When Sandra Myers started reminiscing about her track career in Kansas, her memories were blurry. Like staring at a faded photograph, she had to force her brain to remember those high school years in Little River.
It's been 31 years since Myers competed in the 1979 state track meet, 31 years since she set the Class 1A long jump record at 19 feet, 7 1/4 inches, 31 years since she finished her high school career with four first-place medals to add to the nine she had won her previous three years.
"It's kind of strange, trying to think back to all those things," said Myers, who has lived in Spain since she competed at Cal State Northridge. "There were some good times and very exciting races. My memory is very sketchy, though. I was only 15, 16, 17 years old."
Even so, Myers remembers the emotions well.
"Those were probably some of the most exciting parts of my track and field memories," said Myers, who grew up on a wheat farm. "We had some good times back then."
Myers still holds Class 1A records in the 200 meters (25.0 seconds) and 400 meters (56.5) and in the long jump — no Class 1A girl has leaped 19 feet since — but she also had plenty of thrilling moments in her international career.
Myers, who became a citizen of Spain after marrying weight lifter Javier Echarri from whom she is now divorced, competed in two Olympics for Spain.
She set an American record in the 400 hurdles at Northridge, won a gold medal in the 1991 European Championships, and at one point owned Spanish records in sprints from 60 to 400 meters, and the long jump, both indoors and outdoors.
Her first experience with track was as a 7-year-old after her physical education teacher suggested she compete in the Junior Olympics. Myers ran with older girls and finished last in the 50-yard dash.
"I think I was crying or whimpering and one of the teachers came over to me. 'Why on Earth did you run the entire race with your hands in your pockets?' " Myers recalled.
Myers, a music major in college, is a professor of music at the upper level conservatory in Salamanca, Spain. Music, specifically piano, has always been a vital part of Myers, but she often pushed it aside to focus on track.
That work ethic came naturally.
"For most kids they go out for track and they'll start a couple weeks early to get ready to get conditioned," said Myers' father, Franklin. "She would never get out of condition. She did it the whole year."
She ran at least four miles on summer nights. She lifted weights during lunch period, and when the school was closed in the winter, she'd turn it into her workout area.

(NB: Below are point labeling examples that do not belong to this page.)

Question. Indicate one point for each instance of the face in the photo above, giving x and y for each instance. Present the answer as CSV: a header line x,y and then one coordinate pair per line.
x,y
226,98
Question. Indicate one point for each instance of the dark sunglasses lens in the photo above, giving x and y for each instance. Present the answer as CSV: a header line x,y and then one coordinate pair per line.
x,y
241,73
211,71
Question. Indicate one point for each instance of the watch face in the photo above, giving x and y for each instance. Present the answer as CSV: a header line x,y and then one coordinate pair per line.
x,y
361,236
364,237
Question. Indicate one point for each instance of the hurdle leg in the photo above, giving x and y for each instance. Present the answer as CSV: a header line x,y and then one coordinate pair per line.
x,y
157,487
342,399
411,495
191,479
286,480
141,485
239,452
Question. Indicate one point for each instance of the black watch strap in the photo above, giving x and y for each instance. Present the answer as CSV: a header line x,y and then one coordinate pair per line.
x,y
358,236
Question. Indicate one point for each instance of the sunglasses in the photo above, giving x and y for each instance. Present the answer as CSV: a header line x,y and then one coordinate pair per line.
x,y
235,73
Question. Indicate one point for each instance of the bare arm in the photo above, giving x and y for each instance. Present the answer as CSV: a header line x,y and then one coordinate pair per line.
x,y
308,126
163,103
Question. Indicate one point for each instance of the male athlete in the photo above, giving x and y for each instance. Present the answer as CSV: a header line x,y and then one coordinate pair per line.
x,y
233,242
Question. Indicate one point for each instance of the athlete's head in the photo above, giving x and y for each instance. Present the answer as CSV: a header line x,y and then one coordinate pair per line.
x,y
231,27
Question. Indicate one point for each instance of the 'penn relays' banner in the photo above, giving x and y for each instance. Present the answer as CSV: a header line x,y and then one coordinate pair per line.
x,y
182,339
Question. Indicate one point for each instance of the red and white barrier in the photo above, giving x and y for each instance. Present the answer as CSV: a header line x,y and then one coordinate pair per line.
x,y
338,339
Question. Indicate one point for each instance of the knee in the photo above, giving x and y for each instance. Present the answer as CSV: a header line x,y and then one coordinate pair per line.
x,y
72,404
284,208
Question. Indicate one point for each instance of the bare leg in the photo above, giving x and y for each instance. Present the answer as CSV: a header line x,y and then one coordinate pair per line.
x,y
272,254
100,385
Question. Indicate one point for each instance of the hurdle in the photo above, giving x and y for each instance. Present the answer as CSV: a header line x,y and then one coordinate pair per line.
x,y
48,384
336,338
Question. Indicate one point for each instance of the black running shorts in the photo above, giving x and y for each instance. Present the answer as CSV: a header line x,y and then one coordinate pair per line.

"When nobody was at the schoolhouse, she'd run up and down the hall," Franklin Myers said. "The hall was like a block long ... she'd run up and down those halls so she could keep in condition."
That dedication always impressed Little River football and girls basketball coach Shane Cordell, who coached Myers in her senior season.
"She was very dedicated in whatever she did, whether track or music or academics," he said."... She had the gifts plus the work ethic."
Though it's been years since Myers took an in-depth look at her high school career, she remembers the thrill of running on a Tartan — all-weather — track. She was used to running on dirt tracks, so she had long spikes on the bottom of her shoes that stabbed into the dirt.
"I don't know how we ran on them," Myers said with a quiet chuckle.
The state track meet brought a whole different atmosphere, too.
"You know your times will be quick, you know there's a big stadium out there with people watching you," said Myers, who has three daughters. "When you're very, very young, those are some pretty big responsibilities. People expected me to win.
"And so that is all probably magnified when you go to the Olympics. But that was the first experience with those big championships, the big high school state meet."
Myers doesn't remember being tested at the state meet.
"I never had any nervousness that I might not win," Myers said. "I was very sure about myself. On a 1A level, I really didn't have much competition. I had a good time with all those girls; we had a lot of fun.
"But I think it might have been more practical even to consider combining (the classes).... It might have been more exciting for the spectators to combine the four, five different classes."
As her father remembers, Myers raised her goals since everyone expected her to win.
"She wasn't satisfied unless she had a state record," he recalled recently.
Myers' greatest disappointment was not qualifying for the state meet in the long jump during her junior year.
Myers competed in four events at her 1978 regional, so she was going back and forth between semifinal running heats and long jump heats.
"Somehow I remember there was some confusion of what board I was supposed to jump from," she said. "I jumped from the wrong one and I didn't get to go to the state meet in my favorite event. I remember that clearly."
While the long jump had always been her favorite, the 400 was not. At all.
"It's always the most uncomfortable one because the last few meters are pretty tough," she said.
Early on, she had no desire to run the 400 when her junior high coach put her in the race.
The reason? She was convinced she'd lose.
"That was my first act of humility," she said. "It was long distance. My coach made me run this, and I did win the race. Later he laughed at me because I was so convinced that I wouldn't be able to win. His answer to me was, 'It might be good for you to not win.' It was probably true. I needed that."